Dutch Oven Cooking > Tips and Tricks

Cooking Temperatures


I know that a LOT of people have shared a "rule of thumb" for calculating the number of briquettes to use on the bottom/top of a dutch oven to get a temperature of around 350 degrees.  The rule of thumb is to take the size of the oven, subtract two coals and put that many under the oven.  Add two coals and put that many on top of the oven.  So a 12-inch dutch oven would have 10 briquettes underneath and 14 briquettes on top.

I found that this works VERY well--if you have a 12-inch dutch oven.  When I use this rule of thumb with a 10-inch oven, it's quite a bit hotter than a 12-inch oven.  When I use it with a 14-inch oven, it's quite a bit cooler than a 12-inch oven.  This became quite clear when I made giant cinnamon rolls in my ovens yesterday.  I made a dozen, and they were so big, only 8 of them fit in my 14-inch oven, so I put the other 4 in my 10-inch oven.  Using this rule of thumb, the rolls in the 10-inch oven were done a LOT quicker than the rolls in the 14-inch oven.

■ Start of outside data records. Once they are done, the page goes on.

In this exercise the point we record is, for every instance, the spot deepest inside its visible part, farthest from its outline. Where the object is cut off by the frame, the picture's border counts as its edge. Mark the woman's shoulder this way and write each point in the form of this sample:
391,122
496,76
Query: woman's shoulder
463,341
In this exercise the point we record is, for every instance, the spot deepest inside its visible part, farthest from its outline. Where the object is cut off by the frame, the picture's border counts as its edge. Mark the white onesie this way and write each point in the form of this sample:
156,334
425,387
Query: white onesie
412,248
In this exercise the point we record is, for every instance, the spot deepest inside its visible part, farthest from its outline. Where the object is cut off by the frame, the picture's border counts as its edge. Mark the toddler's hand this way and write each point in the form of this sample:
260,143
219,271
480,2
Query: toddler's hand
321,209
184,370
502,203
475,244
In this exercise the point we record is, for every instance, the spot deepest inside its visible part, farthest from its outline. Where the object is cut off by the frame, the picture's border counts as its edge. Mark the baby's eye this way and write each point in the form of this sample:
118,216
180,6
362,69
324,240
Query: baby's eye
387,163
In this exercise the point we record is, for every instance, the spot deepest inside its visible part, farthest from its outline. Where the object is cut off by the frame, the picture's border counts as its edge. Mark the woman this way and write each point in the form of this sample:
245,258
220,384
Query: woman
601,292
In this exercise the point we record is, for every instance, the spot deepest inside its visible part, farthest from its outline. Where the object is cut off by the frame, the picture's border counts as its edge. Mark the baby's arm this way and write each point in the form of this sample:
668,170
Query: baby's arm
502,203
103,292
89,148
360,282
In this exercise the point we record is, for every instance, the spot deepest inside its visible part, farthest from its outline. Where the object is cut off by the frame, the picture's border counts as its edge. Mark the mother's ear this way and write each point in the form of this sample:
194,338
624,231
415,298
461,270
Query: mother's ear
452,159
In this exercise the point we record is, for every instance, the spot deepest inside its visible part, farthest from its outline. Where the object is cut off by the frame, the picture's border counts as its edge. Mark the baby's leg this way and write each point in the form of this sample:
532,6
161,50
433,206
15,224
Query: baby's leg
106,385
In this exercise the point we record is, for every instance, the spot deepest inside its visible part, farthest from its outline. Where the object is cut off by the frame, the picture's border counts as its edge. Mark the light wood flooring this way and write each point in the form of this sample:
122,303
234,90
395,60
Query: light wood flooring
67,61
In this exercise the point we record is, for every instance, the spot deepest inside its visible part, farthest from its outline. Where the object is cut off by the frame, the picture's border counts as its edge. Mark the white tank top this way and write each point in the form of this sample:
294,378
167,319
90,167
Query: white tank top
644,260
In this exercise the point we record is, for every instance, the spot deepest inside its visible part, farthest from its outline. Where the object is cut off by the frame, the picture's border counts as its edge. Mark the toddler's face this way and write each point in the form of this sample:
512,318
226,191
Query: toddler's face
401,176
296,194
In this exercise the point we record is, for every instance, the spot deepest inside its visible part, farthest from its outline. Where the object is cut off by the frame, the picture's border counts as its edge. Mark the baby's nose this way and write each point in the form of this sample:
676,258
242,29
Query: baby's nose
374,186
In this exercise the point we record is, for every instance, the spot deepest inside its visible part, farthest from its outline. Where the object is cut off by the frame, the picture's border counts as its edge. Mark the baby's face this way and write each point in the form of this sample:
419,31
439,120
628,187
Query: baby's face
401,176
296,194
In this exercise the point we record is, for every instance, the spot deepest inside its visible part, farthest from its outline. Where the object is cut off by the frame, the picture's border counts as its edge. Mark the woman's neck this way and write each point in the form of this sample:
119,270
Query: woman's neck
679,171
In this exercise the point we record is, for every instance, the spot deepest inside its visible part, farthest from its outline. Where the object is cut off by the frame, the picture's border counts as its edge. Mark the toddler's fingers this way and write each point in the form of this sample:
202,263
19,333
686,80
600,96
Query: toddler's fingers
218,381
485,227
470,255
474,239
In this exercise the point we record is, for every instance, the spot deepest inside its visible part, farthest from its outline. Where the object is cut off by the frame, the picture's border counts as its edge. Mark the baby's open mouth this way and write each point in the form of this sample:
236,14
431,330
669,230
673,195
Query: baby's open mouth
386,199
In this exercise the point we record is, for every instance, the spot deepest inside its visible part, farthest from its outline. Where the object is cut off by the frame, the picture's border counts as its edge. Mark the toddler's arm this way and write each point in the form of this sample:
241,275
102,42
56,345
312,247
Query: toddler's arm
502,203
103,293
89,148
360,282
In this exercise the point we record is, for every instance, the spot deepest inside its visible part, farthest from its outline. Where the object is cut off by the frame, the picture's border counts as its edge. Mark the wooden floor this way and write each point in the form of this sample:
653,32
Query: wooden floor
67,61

I used to tell people this rule of thumb when all I had was a pair of 12-inch lodge logic ovens.  But now that I have a 10 and a 14, I'm trying to figure out how to REALLY know how hot the oven is inside.

How do you cook in larger/smaller-than-12-inch ovens?

I just stick with counting. I tried the "ring" method once, and it was a complete disaster. I know that others swear by it, but you do what works for you, you know?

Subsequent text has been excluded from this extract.